Cuentas claras: el Gobierno aprobó el Presupuesto Consolidado 2026 y lo envía al Congreso

A través de la Decisión Administrativa 18/2026, el Ejecutivo formalizó el informe que detalla las transacciones netas de todo el sector público. El documento incluye desde la Administración Nacional hasta empresas estatales y fondos fiduciarios, buscando exponer el peso real del Estado en la economía.

En un paso clave para la transparencia fiscal, el Gobierno de Javier Milei oficializó este miércoles el Presupuesto Consolidado del Sector Público Nacional para el Ejercicio 2026. La medida, impulsada conjuntamente por la Jefatura de Gabinete y el Ministerio de Economía, funciona como una «radiografía» integral de las finanzas estatales.

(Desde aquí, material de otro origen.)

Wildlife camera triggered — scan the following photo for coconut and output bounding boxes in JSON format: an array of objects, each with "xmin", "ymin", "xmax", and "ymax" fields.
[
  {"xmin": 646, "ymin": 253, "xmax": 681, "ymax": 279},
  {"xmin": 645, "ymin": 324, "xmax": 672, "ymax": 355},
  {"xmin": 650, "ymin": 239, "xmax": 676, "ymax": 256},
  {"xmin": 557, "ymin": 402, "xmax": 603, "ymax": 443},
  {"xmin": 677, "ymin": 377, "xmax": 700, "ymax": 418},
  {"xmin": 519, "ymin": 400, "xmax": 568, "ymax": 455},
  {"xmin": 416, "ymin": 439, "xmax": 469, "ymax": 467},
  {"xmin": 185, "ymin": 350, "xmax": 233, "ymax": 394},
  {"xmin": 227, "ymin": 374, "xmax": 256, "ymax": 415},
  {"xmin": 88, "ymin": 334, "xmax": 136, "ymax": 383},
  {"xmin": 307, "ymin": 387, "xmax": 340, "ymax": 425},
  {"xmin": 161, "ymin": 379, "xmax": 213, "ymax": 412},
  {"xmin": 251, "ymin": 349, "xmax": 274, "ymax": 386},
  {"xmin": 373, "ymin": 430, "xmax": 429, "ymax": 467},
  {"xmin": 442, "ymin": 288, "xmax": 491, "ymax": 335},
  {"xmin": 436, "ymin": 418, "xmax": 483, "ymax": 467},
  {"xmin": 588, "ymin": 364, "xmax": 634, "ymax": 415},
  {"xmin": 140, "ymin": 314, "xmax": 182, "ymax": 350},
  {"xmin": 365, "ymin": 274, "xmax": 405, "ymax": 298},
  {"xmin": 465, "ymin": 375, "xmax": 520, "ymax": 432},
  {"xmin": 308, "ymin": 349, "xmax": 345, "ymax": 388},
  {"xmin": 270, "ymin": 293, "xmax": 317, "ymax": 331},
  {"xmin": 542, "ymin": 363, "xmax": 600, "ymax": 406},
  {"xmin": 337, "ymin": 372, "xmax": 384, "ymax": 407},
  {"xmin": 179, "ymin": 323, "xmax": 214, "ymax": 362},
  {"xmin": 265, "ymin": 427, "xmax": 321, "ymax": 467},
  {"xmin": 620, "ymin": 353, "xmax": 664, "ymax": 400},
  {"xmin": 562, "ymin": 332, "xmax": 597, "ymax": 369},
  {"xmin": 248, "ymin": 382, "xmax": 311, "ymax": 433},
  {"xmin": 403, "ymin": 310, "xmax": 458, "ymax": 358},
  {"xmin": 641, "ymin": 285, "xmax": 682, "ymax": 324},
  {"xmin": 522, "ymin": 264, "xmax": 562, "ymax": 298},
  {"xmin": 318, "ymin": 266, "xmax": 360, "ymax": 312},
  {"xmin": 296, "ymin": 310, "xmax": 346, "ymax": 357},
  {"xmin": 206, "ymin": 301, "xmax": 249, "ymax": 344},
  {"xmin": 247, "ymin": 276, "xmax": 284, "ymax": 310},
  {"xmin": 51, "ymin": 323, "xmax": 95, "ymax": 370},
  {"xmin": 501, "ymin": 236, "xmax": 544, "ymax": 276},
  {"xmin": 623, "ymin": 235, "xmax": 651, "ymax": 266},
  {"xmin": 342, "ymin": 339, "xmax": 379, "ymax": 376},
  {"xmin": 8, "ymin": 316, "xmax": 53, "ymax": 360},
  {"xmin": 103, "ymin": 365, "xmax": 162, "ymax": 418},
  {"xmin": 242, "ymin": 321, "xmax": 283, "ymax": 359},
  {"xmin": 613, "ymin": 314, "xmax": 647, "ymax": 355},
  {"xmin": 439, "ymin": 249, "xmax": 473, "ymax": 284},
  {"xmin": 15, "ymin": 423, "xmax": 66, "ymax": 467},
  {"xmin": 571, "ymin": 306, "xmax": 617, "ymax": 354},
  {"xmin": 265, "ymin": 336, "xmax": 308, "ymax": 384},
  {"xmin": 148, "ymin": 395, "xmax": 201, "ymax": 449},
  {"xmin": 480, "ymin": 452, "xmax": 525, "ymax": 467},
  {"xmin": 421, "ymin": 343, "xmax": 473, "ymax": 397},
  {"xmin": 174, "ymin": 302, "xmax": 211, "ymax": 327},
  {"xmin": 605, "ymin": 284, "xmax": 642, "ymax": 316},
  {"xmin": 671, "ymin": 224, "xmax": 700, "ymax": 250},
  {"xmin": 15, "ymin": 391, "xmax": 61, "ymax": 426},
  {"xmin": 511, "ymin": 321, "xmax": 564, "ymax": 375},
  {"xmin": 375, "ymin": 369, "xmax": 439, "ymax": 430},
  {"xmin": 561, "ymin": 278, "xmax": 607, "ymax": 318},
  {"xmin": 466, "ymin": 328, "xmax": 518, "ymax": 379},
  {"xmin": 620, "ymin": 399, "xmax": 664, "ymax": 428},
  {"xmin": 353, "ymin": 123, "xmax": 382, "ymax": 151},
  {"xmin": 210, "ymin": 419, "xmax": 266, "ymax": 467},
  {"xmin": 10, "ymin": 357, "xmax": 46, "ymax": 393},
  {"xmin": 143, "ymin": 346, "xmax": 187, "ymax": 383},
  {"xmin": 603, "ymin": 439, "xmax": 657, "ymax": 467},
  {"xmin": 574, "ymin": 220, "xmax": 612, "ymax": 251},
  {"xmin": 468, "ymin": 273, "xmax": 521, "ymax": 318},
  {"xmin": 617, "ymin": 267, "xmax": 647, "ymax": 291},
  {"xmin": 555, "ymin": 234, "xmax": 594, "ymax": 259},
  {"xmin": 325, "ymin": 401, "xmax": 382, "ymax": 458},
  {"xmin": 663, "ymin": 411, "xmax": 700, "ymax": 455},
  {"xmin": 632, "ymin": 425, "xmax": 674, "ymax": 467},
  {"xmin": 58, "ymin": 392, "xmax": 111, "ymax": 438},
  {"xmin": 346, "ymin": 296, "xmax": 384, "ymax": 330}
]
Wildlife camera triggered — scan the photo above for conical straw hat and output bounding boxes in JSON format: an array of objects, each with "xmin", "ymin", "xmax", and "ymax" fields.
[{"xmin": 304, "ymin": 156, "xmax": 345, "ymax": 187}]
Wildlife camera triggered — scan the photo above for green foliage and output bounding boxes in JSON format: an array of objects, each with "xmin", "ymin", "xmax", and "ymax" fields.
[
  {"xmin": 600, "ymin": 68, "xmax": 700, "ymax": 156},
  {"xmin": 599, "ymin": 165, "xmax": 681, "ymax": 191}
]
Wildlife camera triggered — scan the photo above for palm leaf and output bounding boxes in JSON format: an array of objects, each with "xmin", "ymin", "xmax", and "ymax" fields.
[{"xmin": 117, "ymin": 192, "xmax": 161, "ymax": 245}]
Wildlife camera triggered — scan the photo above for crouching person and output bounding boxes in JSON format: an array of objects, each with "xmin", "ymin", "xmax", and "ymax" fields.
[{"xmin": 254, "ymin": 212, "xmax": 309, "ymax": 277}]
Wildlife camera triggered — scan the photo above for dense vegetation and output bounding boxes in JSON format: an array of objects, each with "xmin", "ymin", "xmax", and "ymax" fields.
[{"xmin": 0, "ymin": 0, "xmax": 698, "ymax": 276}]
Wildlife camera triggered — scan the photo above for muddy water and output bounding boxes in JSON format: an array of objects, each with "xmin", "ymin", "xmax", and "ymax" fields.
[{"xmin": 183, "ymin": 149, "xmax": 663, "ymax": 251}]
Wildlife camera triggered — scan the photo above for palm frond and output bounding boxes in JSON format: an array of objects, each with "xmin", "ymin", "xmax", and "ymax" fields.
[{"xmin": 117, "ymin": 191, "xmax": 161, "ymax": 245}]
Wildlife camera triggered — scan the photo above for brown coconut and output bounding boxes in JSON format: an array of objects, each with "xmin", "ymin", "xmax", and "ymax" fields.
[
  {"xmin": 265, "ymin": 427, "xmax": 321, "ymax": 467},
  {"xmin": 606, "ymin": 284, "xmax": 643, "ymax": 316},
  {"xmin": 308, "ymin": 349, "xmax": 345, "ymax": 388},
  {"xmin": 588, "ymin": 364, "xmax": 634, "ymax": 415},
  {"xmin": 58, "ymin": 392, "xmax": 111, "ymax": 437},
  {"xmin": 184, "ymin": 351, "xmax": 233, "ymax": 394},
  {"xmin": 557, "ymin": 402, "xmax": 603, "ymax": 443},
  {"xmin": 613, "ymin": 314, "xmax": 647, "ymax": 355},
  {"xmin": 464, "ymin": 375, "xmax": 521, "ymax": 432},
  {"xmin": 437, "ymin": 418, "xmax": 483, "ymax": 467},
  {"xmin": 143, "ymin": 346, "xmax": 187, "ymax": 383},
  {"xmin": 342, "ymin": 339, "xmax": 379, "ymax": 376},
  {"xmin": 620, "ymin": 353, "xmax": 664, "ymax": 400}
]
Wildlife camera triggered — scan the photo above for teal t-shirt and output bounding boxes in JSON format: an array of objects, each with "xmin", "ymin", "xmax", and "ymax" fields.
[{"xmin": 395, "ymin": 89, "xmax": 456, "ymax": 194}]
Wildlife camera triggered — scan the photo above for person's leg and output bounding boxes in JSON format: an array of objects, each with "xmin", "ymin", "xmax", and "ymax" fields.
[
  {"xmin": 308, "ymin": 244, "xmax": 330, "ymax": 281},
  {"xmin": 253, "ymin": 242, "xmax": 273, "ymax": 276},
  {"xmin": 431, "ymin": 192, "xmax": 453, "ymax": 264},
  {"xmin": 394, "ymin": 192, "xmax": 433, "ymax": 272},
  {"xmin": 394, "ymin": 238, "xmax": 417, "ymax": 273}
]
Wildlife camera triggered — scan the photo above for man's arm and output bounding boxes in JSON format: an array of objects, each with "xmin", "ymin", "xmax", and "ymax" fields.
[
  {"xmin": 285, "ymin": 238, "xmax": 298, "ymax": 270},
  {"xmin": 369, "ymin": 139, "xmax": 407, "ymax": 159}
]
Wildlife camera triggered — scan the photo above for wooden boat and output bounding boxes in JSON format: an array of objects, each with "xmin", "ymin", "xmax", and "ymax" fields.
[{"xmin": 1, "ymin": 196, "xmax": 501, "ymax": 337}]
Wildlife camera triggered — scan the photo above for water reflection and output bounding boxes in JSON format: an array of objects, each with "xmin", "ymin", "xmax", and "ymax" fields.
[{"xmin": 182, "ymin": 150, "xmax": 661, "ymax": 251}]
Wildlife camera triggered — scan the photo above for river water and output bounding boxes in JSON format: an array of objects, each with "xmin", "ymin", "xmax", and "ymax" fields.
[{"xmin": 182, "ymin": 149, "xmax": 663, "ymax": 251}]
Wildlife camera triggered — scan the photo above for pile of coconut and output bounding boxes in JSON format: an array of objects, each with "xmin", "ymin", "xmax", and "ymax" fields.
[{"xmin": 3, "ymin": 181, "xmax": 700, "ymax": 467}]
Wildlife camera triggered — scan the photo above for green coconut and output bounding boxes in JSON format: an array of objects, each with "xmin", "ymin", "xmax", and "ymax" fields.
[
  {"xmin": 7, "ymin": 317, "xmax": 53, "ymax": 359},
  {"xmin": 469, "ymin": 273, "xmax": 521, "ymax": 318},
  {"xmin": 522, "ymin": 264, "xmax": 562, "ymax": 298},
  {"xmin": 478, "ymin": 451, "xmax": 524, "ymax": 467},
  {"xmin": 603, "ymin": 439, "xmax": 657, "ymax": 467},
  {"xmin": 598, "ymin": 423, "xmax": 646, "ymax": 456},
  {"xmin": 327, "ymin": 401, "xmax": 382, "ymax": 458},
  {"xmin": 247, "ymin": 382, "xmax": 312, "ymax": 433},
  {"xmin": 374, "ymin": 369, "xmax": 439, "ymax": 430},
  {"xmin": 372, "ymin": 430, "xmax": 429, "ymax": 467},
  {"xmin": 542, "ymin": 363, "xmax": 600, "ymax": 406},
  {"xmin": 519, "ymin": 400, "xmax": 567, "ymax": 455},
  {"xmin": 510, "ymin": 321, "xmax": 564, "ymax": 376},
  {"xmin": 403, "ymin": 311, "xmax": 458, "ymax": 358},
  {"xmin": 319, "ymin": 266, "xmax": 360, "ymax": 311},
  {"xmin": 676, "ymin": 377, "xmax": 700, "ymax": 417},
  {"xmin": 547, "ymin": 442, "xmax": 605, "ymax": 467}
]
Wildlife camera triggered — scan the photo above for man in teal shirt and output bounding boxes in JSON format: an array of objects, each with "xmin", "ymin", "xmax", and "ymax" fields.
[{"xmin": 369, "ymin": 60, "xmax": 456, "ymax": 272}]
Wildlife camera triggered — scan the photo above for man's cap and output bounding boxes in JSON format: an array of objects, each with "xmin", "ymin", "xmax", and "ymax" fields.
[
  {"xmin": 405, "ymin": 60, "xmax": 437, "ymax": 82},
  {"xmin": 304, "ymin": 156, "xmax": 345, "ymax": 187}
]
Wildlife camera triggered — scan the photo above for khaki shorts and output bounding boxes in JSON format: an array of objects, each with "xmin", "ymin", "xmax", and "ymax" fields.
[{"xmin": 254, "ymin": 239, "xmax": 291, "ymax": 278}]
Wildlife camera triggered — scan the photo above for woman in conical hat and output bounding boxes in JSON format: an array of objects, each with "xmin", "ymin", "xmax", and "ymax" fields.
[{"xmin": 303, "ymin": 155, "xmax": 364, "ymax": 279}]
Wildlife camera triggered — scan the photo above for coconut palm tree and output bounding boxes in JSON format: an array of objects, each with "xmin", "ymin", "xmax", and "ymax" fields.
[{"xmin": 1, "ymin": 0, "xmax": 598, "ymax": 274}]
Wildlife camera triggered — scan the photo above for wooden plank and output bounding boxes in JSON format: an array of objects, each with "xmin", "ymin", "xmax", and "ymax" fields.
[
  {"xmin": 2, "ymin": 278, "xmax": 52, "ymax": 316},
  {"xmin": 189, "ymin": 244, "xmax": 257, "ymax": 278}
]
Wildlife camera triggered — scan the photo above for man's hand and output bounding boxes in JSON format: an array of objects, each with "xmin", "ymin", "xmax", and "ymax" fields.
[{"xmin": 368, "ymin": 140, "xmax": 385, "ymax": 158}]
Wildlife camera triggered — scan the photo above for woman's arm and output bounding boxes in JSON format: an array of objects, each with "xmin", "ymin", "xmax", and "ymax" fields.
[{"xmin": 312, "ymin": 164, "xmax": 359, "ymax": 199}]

El informe será remitido al Congreso de la Nación para su análisis, cumpliendo con las obligaciones de la Ley de Administración Financiera.

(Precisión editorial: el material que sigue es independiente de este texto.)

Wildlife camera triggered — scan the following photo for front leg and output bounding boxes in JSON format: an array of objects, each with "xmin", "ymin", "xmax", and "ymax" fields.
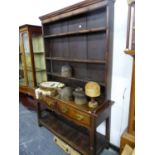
[
  {"xmin": 37, "ymin": 101, "xmax": 42, "ymax": 127},
  {"xmin": 105, "ymin": 109, "xmax": 111, "ymax": 148},
  {"xmin": 89, "ymin": 116, "xmax": 96, "ymax": 155}
]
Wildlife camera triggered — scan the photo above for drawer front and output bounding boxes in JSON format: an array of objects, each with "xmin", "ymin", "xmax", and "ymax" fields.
[
  {"xmin": 57, "ymin": 102, "xmax": 91, "ymax": 127},
  {"xmin": 39, "ymin": 95, "xmax": 56, "ymax": 109},
  {"xmin": 57, "ymin": 103, "xmax": 70, "ymax": 116},
  {"xmin": 70, "ymin": 109, "xmax": 90, "ymax": 127}
]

A diferencia del presupuesto ordinario, el Presupuesto Consolidado no modifica las partidas de dinero de cada organismo, sino que agrupa la información de toda la estructura pública en un solo documento. Esto permite ver, sin duplicaciones, cuánto gasta e invierte realmente el Estado Nacional en su interacción con el sector privado y el resto de la economía.

El documento integra los números de cuatro grandes áreas:

  • La Administración Nacional (Ministerios y organismos centrales).
  • Las empresas públicas no financieras.
  • Los entes públicos excluidos de la administración central.
  • Los fondos fiduciarios, que han estado bajo la lupa oficial en los últimos meses.

Desde la Casa Rosada destacaron que esta herramienta es fundamental para el control legislativo y ciudadano, ya que permite evaluar de forma técnica el impacto de las políticas económicas y el tamaño del gasto público consolidado. La elaboración estuvo a cargo de la Oficina Nacional de Presupuesto, garantizando el cumplimiento del artículo 55 de la Ley 24.156.

Con este envío, el Ejecutivo busca dar señales de previsibilidad fiscal al mercado y a la oposición en el Congreso, en un año marcado por la rigidez en el control del déficit y la reestructuración de las empresas estatales.